Ada sebuah masa yang porsinya sangat besar dan panjang dalam kehidupan manusia. Masa dimana kondisi fisik terasa prima, energi meluap berlimpah. Dan d masa ini, kekuatan diri untuk membangun kebiasaan serta karakter bisa dilakukan dengan amat sangat mudah. Itulah masa muda. 

Para ahli di berbagai bidang banyak memberikan penjelasan yang berbeda-beda untuk mendefinisikan masa muda. Ada yang membaginya menjadi tiga fase usia (anak-anak, pemuda dan masa tua. Bahkan lebih spesifik lagi, ada pemuda awal, menengah dan pemuda akhir). Ada yang membaginya berdasarkan pertumbuhan kematangan layer tubuh secara holistik berdasarkan ilmu kesehatan klasik. Ada juga yang membaginya berdasarkan kematangan akal (Basyariah, insaniyah dan insan Kamil). Semua pembagian itu sejatinya hanyalah untuk memudahkan kita dalam memetakan state atau posisi kita berada dimana sehingga memudahkan diri dan keluarga untuk melewati tahapannya.


Images by @wholisticgoodness

Dari berbagai penjelasan, saya lebih nyaman untuk memandang usia manusia berdasarkan layer badan yang utuh, secara menyeluruh. Setidaknya dibagi kedalam lima lapisan atau layer yang semuanya saling terkait satu sama lain, layer ini tidak bisa dipisahkan satu per satu. Yaitu usia muda dipandang dari layer fisik (physical body), energi (energetical body), emosi (emotional body), mental (mental body) dan spiritual (spiritual body). 

Sisi fisik berkaitan dengan terbangunnya organ-organ vital dan penting di kehidupan, setidaknya mulai aktif usia 7 tahun. Sedangkan energi, berkaitan dengan seseorang menyalurkan frekuensinya, apakah berada di frekuensi 'Power', dalam ilmu tasawuf disebut dengan 'Taqwa' (frekuensi 200 keatas, hingga maksimal 1,000 ) atau frekuensi Force atau disebut Fujur (frekuensi 200 ke bawah). Sedangkan emotional body berkaitan dengan pemaknaan diri terhadap segala peristiwa yang dialami di masa hidup (disini kita mengenal ada rasa senang, sedih, kecewa, marah, shame, guilt dst. Dalam ilmu tasawuf, ini berkaitan dengan ego atau level basyariah).

Adapun tubuh mental, berkaitan dengan relasi terhadap diri sendiri (bagaimana seseorang memandang dirinya sendiri, dalam ilmu tasawuf, dikenal dengan sebutan insaniyah (reasoning, intelectual being).

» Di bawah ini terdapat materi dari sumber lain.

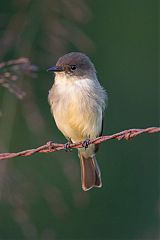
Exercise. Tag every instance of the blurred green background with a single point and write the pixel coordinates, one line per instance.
(41, 196)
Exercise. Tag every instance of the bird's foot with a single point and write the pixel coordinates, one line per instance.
(67, 146)
(50, 145)
(86, 143)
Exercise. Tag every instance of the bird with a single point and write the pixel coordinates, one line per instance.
(77, 102)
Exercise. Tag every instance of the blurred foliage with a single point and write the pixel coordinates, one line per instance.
(41, 196)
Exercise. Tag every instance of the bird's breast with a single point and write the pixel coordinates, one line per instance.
(77, 113)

Menurut Hawskins, frekuensinya berada di 200-400, atau dalam ilmu tasawuf dikenal dengan nafs mulhamah, indikatornya adalah tauhidnya sudah kokoh dan lurus. Jadi, kalaupun ada masalah yang menimpa, jiwanya tetap tenang, mudah untuk understanding). 

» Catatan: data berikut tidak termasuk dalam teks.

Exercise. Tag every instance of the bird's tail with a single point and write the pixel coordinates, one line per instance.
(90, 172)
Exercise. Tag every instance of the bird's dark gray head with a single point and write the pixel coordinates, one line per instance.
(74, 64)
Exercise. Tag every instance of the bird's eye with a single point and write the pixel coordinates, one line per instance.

Adapun layer terakhir, adalah intinya diri manusia, spiritual body. Inilah puncak dari pengenalan diri karena sudah memasuki dimensi ruh/soul, metaphysical being. 

Menurut Hawskins, jika seseorang berada di frekuensi metaphysical being, 500 hingga 1,000 maka akan mampu mengubah sekitarnya bahkan mampu mengubah suatu kawasan, negara hingga dunia. Dan manusia yang paling tinggi levelnya adalah Nabi dan Rasul. Terkhusus lagi Rasulullah shalallahu 'alaihi wa salam, frekuensi beliau, di puncak dan satu-satunya, yaitu skala 1,000, sangat sempurna. Tidak ada manusia manapun hingga akhir zaman yang bisa menandinginya. Speechless ya rasanya, makanya, bagi saya, kala mau bahagia, kenalilah Rasulullah dan ikuti jalannya.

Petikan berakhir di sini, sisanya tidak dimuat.